Cathepsin B (CTSB) is a proteolytic enzyme potentially modulating angiogenic processes and extracellular matrix remodeling. While matrix metalloproteinases are shown to be implicated in tissue fibrosis and vasculopathy associated with systemic sclerosis (SSc), the role of cathepsins in this disease has not been well studied. The aim of this study is to evaluate the roles of CTSB in SSc. Serum pro-CTSB levels were determined by enzyme-linked immunosorbent assay in 55 SSc patients and 19 normal controls. Since the deficiency of transcription factor Fli1 in endothelial cells is potentially associated with the development of SSc vasculopathy, cutaneous CTSB expression was evaluated by immunostaining in Fli1(+/-) and wild type mice as well as in SSc and control subjects. The effects of Fli1 gene silencing and transforming growth factor-β (TGF-β) on CTSB expression were determined by real-time PCR in human dermal microvascular endothelial cells (HDMECs) and dermal fibroblasts, respectively. Serum pro-CTSB levels were significantly higher in limited cutaneous SSc (lcSSc) and late-stage diffuse cutaneous SSc (dcSSc) patients than in healthy controls. In dcSSc, patients with increased serum pro-CTSB levels showed a significantly higher frequency of digital ulcers than those with normal levels. CTSB expression in dermal blood vessels was increased in Fli1(+/-) mice compared with wild type mice and in SSc patients compared with healthy controls. Consistently, Fli1 gene silencing increased CTSB expression in HDMECs. In cultured dermal fibroblasts from early dcSSc, CTSB expression was decreased compared with normal fibroblasts and significantly reversed by TGF-β1 antisense oligonucleotide. In conclusion, up-regulation of endothelial CTSB due to Fli1 deficiency may contribute to the development of SSc vasculopathy, especially digital ulcers, while reduced expression of CTSB in lesional dermal fibroblasts is likely to be associated with skin sclerosis in early dcSSc.
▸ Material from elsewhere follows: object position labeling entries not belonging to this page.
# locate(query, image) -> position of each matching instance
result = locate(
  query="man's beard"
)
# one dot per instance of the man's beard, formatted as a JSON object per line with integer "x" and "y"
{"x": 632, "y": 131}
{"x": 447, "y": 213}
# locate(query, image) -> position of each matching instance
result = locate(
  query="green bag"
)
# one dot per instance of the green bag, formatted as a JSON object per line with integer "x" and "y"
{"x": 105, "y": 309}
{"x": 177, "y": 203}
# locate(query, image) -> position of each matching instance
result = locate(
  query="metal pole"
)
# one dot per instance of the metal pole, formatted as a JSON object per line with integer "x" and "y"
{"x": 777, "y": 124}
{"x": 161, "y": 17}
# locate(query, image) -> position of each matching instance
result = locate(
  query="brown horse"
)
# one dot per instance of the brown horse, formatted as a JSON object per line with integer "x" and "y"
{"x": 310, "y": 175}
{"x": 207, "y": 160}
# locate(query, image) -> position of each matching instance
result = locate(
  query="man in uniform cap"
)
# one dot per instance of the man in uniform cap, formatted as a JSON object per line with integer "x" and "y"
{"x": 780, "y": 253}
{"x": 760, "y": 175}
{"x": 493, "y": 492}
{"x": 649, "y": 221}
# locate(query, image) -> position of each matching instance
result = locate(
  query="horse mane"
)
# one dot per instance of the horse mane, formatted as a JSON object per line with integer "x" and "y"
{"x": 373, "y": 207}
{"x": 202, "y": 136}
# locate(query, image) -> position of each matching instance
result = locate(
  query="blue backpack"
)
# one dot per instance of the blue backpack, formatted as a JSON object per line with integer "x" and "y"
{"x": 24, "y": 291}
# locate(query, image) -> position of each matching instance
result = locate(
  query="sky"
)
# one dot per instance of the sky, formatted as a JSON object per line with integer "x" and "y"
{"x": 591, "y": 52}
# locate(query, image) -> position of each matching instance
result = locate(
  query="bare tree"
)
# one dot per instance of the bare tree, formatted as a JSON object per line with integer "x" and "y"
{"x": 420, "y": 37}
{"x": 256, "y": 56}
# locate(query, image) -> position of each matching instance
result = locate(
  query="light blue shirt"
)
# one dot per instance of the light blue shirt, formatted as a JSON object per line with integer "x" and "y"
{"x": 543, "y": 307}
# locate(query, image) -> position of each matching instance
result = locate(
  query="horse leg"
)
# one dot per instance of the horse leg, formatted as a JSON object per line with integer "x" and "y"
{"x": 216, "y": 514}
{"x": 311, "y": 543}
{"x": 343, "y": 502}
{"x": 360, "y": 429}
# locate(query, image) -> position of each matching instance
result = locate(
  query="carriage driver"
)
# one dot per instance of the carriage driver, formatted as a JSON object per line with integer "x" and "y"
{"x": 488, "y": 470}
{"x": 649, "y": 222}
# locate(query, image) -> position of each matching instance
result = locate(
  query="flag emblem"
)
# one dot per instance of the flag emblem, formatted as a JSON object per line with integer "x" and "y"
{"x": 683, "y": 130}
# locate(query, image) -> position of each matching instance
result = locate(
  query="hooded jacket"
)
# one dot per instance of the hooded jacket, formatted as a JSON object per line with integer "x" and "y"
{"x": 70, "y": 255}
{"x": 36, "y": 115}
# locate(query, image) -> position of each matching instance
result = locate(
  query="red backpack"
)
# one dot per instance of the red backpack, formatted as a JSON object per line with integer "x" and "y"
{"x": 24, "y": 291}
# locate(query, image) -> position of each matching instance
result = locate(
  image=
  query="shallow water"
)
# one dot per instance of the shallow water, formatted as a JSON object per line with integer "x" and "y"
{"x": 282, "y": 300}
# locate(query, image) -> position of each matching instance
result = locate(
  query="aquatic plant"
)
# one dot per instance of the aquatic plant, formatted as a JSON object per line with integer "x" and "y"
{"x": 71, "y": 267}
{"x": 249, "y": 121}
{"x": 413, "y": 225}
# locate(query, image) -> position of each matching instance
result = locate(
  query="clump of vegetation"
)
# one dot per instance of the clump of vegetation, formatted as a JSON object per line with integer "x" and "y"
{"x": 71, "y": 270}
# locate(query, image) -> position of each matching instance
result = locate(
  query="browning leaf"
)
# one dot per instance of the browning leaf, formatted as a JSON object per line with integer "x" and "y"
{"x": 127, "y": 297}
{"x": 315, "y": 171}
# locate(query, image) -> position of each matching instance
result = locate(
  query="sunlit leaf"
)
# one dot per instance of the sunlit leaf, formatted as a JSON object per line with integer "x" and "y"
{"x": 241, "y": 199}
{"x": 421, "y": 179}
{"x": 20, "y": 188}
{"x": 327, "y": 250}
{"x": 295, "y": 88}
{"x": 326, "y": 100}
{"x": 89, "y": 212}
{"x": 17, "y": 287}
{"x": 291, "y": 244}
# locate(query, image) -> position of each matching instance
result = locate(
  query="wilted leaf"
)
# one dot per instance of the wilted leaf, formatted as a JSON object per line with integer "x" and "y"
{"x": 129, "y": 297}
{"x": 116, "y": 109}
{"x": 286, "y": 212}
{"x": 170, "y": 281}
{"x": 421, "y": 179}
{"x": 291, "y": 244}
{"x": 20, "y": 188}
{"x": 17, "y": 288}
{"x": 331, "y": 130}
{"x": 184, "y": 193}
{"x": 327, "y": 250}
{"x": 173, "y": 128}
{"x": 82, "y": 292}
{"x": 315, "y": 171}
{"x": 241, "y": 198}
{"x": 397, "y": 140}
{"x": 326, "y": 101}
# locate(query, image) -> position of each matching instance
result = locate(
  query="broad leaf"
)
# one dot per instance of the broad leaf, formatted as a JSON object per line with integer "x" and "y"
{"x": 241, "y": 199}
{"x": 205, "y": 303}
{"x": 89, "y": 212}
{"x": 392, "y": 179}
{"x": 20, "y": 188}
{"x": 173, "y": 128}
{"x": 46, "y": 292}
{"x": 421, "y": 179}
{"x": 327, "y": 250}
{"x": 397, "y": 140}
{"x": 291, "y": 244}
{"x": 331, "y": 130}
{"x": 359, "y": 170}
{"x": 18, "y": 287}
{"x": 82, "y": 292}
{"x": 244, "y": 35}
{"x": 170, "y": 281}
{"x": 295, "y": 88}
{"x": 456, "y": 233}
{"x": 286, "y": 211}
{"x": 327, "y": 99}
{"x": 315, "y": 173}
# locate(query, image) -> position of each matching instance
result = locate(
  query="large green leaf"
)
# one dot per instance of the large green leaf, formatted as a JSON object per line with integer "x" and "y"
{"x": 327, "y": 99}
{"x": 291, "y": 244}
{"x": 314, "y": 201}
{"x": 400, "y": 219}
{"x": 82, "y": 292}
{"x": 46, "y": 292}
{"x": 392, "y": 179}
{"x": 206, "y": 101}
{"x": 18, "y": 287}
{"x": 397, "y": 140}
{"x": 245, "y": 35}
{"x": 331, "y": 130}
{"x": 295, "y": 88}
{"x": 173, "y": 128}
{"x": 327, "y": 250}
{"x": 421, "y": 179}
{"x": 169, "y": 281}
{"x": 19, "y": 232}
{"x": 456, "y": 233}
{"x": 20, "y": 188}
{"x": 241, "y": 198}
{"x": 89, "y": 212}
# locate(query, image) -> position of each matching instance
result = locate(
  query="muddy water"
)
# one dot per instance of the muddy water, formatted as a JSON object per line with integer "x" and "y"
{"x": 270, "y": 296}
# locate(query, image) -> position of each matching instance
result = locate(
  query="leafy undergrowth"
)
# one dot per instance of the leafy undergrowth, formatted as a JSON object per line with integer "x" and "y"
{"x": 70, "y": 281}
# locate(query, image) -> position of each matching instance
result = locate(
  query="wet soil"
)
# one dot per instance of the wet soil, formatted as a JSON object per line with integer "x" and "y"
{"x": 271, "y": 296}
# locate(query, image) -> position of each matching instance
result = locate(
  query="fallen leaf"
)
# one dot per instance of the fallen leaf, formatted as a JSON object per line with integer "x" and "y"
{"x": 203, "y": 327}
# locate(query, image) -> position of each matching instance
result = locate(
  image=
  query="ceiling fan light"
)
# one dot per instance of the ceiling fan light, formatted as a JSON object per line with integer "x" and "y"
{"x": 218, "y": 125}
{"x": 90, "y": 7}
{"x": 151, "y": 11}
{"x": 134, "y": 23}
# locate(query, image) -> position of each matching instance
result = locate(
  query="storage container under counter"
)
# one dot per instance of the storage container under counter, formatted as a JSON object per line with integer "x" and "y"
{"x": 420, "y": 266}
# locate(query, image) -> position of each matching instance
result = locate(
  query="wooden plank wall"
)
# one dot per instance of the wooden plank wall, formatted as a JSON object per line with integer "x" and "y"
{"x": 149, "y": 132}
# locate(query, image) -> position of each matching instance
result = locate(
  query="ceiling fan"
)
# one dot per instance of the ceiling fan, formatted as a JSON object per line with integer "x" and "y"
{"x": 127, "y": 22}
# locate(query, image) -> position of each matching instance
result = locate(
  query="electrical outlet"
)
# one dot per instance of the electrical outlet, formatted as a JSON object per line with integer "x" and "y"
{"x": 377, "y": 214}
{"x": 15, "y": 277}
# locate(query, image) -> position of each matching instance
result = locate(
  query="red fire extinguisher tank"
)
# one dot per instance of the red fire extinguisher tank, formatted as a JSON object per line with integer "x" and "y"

组织蛋白酶 B(CTSB)是一种潜在的调节血管生成过程和细胞外基质重塑的蛋白水解酶。虽然基质金属蛋白酶(matrix metalloproteinases)被认为与系统性硬化症(systemic sclerosis,SSc)相关的组织纤维化和血管病变有关,但在这种疾病中,组织蛋白酶的作用尚未得到很好的研究。本研究旨在评估 CTSB 在 SSc 中的作用。通过酶联免疫吸附试验(enzyme-linked immunosorbent assay)测定了 55 例 SSc 患者和 19 例正常对照者的血清前 CTSB 水平。由于内皮细胞转录因子 Fli1 的缺失可能与 SSc 血管病变的发展有关,因此通过免疫染色评估了 Fli1(+/-)和野生型小鼠以及 SSc 和对照者的皮肤 CTSB 表达。通过实时 PCR 分别在人真皮微血管内皮细胞(human dermal microvascular endothelial cells,HDMECs)和真皮成纤维细胞中测定了 Fli1 基因沉默和转化生长因子-β(transforming growth factor-β,TGF-β)对 CTSB 表达的影响。局限性皮肤型 SSc(limited cutaneous SSc,lcSSc)和晚期弥漫性皮肤型 SSc(diffuse cutaneous SSc,dcSSc)患者的血清前 CTSB 水平明显高于健康对照组。在 dcSSc 中,血清前 CTSB 水平升高的患者与正常水平的患者相比,出现手指溃疡的频率明显更高。与野生型小鼠相比,Fli1(+/-)小鼠的皮肤血管中 CTSB 表达增加,与健康对照组相比,SSc 患者的皮肤血管中 CTSB 表达也增加。同样,Fli1 基因沉默增加了 HDMECs 中的 CTSB 表达。与正常成纤维细胞相比,早期 dcSSc 的真皮成纤维细胞中 CTSB 表达减少,而 TGF-β1 反义寡核苷酸可显著逆转这一现象。总之,由于 Fli1 缺乏导致内皮细胞 CTSB 的上调可能有助于 SSc 血管病变的发展,特别是手指溃疡,而病变真皮成纤维细胞中 CTSB 的表达减少可能与早期 dcSSc 的皮肤硬化有关。